Core Concepts
Large language models can be effectively applied to biomedical triple extraction, but their performance varies significantly across different datasets. A high-quality biomedical triple extraction dataset with comprehensive relation type coverage is crucial for developing robust triple extraction systems.
Abstract
The paper focuses on benchmarking the performance of various large language models (LLMs) on biomedical triple extraction tasks. It highlights two key challenges in this domain:
- The exploration of applying LLMs to triple extraction is still relatively unexplored.
- The lack of high-quality biomedical triple extraction datasets with comprehensive coverage of relation types impedes progress in developing robust triple extraction systems.
To address these challenges, the authors:
- Conduct a thorough analysis of several LLMs' performance on three biomedical triple extraction datasets: DDI, ChemProt, and the newly introduced GIT (General BioMedical and Complementary and Integrative Health Triples) dataset.

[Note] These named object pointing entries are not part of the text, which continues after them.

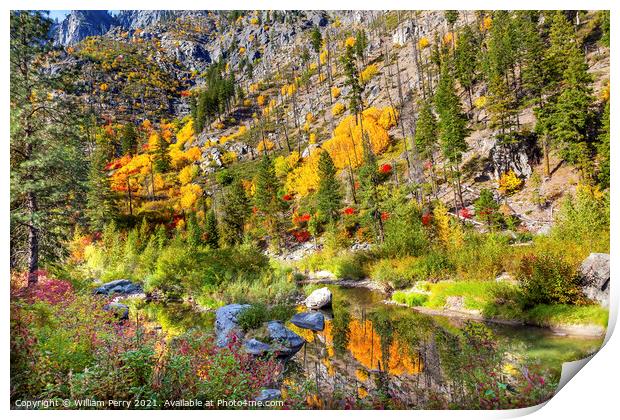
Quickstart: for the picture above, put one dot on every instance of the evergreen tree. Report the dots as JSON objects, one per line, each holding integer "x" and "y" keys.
{"x": 466, "y": 60}
{"x": 452, "y": 122}
{"x": 235, "y": 210}
{"x": 162, "y": 158}
{"x": 100, "y": 205}
{"x": 48, "y": 169}
{"x": 369, "y": 181}
{"x": 452, "y": 127}
{"x": 361, "y": 43}
{"x": 353, "y": 81}
{"x": 487, "y": 209}
{"x": 604, "y": 151}
{"x": 328, "y": 195}
{"x": 426, "y": 132}
{"x": 571, "y": 114}
{"x": 211, "y": 227}
{"x": 129, "y": 139}
{"x": 267, "y": 199}
{"x": 194, "y": 231}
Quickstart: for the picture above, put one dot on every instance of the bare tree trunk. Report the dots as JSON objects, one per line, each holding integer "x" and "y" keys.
{"x": 33, "y": 241}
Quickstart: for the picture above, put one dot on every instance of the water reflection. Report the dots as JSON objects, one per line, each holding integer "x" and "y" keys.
{"x": 368, "y": 348}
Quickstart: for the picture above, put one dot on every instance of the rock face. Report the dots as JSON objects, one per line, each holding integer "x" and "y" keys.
{"x": 284, "y": 341}
{"x": 309, "y": 320}
{"x": 320, "y": 298}
{"x": 226, "y": 322}
{"x": 515, "y": 155}
{"x": 594, "y": 274}
{"x": 80, "y": 24}
{"x": 120, "y": 310}
{"x": 122, "y": 287}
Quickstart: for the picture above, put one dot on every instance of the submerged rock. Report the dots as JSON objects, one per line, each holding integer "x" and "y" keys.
{"x": 319, "y": 298}
{"x": 120, "y": 310}
{"x": 256, "y": 348}
{"x": 269, "y": 395}
{"x": 309, "y": 320}
{"x": 226, "y": 322}
{"x": 284, "y": 341}
{"x": 122, "y": 287}
{"x": 595, "y": 276}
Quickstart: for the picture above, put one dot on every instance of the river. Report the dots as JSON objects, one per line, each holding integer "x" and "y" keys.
{"x": 369, "y": 347}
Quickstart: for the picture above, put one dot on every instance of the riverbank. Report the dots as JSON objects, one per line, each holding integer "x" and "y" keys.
{"x": 481, "y": 301}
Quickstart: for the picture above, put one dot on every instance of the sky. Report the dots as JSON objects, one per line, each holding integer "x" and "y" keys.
{"x": 60, "y": 14}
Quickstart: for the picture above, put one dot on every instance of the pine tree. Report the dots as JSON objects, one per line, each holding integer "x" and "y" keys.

- Introduce the GIT dataset, which is characterized by high-quality annotations and a comprehensive coverage of 22 distinct relation types, surpassing the size and diversity of existing datasets.
The key findings include:
- GPT-3.5/4 exhibits the lowest performance, likely due to the zero-shot setting.

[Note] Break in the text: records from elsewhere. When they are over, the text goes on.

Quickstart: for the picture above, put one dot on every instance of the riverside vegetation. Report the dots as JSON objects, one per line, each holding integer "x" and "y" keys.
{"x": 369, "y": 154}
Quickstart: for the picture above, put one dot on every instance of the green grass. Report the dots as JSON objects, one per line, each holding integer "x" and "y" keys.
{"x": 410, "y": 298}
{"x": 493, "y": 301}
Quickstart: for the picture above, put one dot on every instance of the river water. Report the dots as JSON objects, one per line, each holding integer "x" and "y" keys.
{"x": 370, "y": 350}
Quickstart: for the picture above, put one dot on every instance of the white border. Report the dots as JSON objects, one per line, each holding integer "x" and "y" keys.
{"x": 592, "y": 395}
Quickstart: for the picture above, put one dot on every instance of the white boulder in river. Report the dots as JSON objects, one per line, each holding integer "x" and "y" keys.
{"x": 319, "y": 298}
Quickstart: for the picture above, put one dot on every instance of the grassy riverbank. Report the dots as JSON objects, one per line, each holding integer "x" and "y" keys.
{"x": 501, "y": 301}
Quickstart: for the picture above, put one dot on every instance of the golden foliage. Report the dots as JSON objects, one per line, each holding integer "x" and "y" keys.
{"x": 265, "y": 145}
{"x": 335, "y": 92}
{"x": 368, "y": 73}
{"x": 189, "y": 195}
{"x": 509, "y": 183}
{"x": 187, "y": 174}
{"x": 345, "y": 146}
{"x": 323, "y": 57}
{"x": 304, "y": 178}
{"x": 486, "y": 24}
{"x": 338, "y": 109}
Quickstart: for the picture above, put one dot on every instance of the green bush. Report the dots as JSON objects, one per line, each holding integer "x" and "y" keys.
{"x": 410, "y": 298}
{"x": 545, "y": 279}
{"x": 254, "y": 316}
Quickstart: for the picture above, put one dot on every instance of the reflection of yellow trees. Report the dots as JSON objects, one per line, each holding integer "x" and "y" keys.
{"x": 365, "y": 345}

- Despite being trained on the biomedical domain, MedLLaMA 13B still performs worse than LLaMA2 13B.
- The GIT dataset provides a valuable benchmark for biomedical triple extraction, with its extensive relation type coverage and expert annotations.
Stats
The GIT dataset contains 4,691 labeled sentences, which is larger than all other commonly used biomedical triple extraction datasets.
The GIT dataset covers 22 distinct relation types, providing more comprehensive coverage compared to other datasets.
Quotes
"GIT differs from other triple extraction datasets because it includes a broader array of relation types, encompassing 22 distinct types."
"GIT contains 3,734 training instances, 465 testing instances, and 492 validation instances. In GIT, the training, testing, and validation datasets each consist of distinct instances, ensuring there are no duplicates or overlaps between them."